The optimized scheduling of effective and supporting tasks of an industrial robot while considering the existing limitations of the process is an extremely important issue, and the benefits resulting from this process affect many aspects of production execution.

4. Conclusions

Robotic processes, like other manufacturing processes, require careful analysis. The implementation of an industrial robot alone will not improve the whole process. Relying solely on the integrator’s intuition may result in the robot not being used to its full potential. The benefits of its implementation will be negligible or low. Therefore, it is necessary to strive for a detailed analysis and improvement of robotic production processes while taking into account their limitations.

This paper presents a solution to the problem of scheduling a welding robot in the process of joining a thin-walled sheet metal structure. Taking into account the existing limitations resulting from the technology, which in the literature are often neglected during the analysis of robotic processes, the most advantageous work schedule was determined, assuming as the criterion of the goal the time of completion of all robot tasks in one workpiece position (completion of all joints)—determining the sought solution allowed the development of a schedule for the entire process, as well as an indication of the benefits of the obtained time reduction. On the basis of the results obtained, a summary of the expected time savings in the process was prepared, as well as their impact on other aspects of production. The important role of the makespan of robotic operations, which can affect the entire production process, was also emphasized. Time-saving means freeing up resources, increasing the availability of machines, and consequently completing other orders at an earlier date.

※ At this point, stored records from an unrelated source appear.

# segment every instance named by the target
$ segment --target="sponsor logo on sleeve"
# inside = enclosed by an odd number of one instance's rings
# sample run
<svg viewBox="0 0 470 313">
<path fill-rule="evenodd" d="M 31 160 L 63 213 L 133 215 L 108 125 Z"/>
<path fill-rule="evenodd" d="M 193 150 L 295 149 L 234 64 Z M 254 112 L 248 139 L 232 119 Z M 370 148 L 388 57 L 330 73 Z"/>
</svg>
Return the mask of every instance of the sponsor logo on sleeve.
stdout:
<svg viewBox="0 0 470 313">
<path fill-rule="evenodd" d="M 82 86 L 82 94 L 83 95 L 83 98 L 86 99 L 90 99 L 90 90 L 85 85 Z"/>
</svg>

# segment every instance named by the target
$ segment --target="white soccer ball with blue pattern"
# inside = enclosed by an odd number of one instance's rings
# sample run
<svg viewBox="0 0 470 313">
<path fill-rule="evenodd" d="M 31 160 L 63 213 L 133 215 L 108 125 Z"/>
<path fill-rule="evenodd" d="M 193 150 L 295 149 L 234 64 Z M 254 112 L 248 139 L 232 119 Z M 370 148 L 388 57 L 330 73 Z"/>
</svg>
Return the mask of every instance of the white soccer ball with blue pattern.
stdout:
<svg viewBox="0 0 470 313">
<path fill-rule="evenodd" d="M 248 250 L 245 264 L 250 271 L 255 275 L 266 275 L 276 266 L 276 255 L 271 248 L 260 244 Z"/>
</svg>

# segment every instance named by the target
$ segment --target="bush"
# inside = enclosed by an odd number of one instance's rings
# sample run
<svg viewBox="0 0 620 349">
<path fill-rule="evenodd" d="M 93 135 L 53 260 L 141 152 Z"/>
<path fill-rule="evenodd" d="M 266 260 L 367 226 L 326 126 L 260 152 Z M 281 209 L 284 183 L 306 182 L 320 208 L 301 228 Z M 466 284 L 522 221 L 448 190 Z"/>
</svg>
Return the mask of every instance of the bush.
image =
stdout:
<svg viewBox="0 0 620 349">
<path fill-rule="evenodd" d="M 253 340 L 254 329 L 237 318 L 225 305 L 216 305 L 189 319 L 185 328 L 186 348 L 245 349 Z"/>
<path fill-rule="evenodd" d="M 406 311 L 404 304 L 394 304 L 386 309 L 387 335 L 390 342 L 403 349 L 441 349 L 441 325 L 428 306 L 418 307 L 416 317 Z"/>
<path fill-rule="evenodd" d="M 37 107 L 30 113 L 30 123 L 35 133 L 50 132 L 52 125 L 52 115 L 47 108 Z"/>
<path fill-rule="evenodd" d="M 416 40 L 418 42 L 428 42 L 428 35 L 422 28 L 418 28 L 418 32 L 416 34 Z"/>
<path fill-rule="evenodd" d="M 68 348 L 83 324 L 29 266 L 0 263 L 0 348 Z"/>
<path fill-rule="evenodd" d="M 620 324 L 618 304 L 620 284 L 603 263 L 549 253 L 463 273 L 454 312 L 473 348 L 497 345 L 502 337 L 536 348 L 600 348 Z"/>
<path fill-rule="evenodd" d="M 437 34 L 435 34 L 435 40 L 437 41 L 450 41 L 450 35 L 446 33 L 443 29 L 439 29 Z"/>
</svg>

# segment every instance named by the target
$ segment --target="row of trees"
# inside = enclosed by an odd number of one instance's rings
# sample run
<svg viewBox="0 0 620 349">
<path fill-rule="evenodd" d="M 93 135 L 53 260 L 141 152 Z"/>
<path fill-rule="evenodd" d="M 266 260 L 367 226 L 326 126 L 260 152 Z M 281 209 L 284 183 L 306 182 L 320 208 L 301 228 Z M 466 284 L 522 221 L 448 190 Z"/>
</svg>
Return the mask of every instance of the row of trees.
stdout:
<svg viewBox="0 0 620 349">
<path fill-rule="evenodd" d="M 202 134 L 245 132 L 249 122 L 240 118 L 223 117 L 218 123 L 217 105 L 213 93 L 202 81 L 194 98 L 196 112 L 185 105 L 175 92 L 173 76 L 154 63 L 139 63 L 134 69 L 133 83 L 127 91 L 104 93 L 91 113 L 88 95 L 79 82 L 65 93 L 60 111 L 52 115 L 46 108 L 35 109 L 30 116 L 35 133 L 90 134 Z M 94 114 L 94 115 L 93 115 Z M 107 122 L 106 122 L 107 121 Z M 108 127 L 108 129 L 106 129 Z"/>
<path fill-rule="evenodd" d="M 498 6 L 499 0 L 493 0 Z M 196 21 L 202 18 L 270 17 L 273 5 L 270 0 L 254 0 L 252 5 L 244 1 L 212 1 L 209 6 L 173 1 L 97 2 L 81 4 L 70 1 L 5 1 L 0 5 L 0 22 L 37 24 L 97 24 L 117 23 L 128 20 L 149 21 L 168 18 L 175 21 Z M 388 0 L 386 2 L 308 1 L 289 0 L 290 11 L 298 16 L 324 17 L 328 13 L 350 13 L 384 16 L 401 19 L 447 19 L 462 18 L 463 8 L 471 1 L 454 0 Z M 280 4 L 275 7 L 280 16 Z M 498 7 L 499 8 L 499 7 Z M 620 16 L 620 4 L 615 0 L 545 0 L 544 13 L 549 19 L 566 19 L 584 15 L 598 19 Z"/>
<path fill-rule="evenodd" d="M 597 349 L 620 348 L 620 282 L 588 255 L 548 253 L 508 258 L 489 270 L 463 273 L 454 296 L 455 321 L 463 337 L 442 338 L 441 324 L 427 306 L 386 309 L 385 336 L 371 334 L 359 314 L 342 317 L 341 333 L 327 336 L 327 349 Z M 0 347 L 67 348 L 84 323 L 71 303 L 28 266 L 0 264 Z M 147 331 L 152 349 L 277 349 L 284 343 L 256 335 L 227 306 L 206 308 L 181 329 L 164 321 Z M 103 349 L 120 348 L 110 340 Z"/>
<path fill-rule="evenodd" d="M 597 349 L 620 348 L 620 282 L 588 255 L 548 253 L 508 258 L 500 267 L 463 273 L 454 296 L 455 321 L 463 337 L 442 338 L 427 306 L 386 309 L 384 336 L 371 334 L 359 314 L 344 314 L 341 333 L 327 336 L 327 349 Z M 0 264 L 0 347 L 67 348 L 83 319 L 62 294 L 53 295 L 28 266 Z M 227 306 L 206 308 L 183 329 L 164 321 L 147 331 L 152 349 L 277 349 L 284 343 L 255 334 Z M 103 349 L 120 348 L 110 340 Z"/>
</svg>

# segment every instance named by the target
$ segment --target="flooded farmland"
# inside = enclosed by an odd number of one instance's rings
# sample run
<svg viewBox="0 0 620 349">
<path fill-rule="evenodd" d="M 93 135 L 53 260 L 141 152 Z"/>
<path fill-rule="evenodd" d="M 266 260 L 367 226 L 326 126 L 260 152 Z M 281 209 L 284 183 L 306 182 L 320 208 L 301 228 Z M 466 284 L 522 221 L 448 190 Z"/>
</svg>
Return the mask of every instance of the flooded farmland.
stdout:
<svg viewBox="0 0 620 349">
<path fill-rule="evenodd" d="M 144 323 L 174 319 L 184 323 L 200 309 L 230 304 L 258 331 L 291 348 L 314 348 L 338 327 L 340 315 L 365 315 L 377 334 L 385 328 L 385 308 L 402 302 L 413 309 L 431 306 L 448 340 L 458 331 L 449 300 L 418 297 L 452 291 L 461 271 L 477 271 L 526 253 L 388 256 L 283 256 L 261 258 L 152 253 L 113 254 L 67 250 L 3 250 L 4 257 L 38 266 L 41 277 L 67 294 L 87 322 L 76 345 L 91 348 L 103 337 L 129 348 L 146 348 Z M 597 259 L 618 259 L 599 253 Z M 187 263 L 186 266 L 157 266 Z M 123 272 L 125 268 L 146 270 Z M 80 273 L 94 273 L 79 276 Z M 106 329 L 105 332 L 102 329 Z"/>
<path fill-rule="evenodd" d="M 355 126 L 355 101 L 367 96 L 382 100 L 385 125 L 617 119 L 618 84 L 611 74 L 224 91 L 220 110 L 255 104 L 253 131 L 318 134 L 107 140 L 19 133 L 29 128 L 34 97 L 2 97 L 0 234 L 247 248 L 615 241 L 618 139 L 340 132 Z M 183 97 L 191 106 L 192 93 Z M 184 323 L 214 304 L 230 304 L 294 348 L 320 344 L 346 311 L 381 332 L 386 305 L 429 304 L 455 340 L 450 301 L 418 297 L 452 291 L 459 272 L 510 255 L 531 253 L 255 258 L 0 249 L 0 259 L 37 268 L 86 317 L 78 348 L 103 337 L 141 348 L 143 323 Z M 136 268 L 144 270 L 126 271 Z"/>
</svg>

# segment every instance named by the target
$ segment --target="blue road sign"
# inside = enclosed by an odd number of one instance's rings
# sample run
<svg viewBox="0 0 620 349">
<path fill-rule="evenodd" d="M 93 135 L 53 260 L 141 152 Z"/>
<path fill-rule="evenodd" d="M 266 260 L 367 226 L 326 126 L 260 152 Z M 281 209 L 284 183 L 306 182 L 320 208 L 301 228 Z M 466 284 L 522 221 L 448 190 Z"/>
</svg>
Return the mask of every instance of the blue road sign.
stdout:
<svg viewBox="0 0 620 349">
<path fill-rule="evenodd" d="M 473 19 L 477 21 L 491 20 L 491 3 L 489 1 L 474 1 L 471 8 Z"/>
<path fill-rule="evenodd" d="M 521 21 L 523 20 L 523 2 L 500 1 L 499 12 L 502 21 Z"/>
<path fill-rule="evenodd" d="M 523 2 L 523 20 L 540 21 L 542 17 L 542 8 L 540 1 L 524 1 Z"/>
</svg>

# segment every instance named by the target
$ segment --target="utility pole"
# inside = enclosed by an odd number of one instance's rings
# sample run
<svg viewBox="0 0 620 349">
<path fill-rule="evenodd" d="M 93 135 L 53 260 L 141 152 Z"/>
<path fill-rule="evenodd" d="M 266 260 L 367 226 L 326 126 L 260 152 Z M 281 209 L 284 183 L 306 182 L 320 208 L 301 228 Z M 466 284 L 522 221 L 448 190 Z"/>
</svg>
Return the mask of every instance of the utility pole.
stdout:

The solutions presented in the paper are the introduction of the problem of robotic production processes optimization under constraints. In further research, there is a need to take into account other aspects influencing the optimization of the work of robotic production stations—e.g., optimization of the robot effector trajectory, minimization of the distance between the elements of the workstation, robot energy consumption, variability of the robot speed. Additionally, the analysis of problems with greater computational complexity and different process characteristics should be considered. There is a need to develop appropriate optimization methods and algorithms searching for solutions to the presented problems in an accessible time. The presented problem of robotic movement scheduling should be extended to current trends in robotics—e.g., cooperation between robots, collaborative robot utilization, or the robots’ resources allocation (e.g., grippers).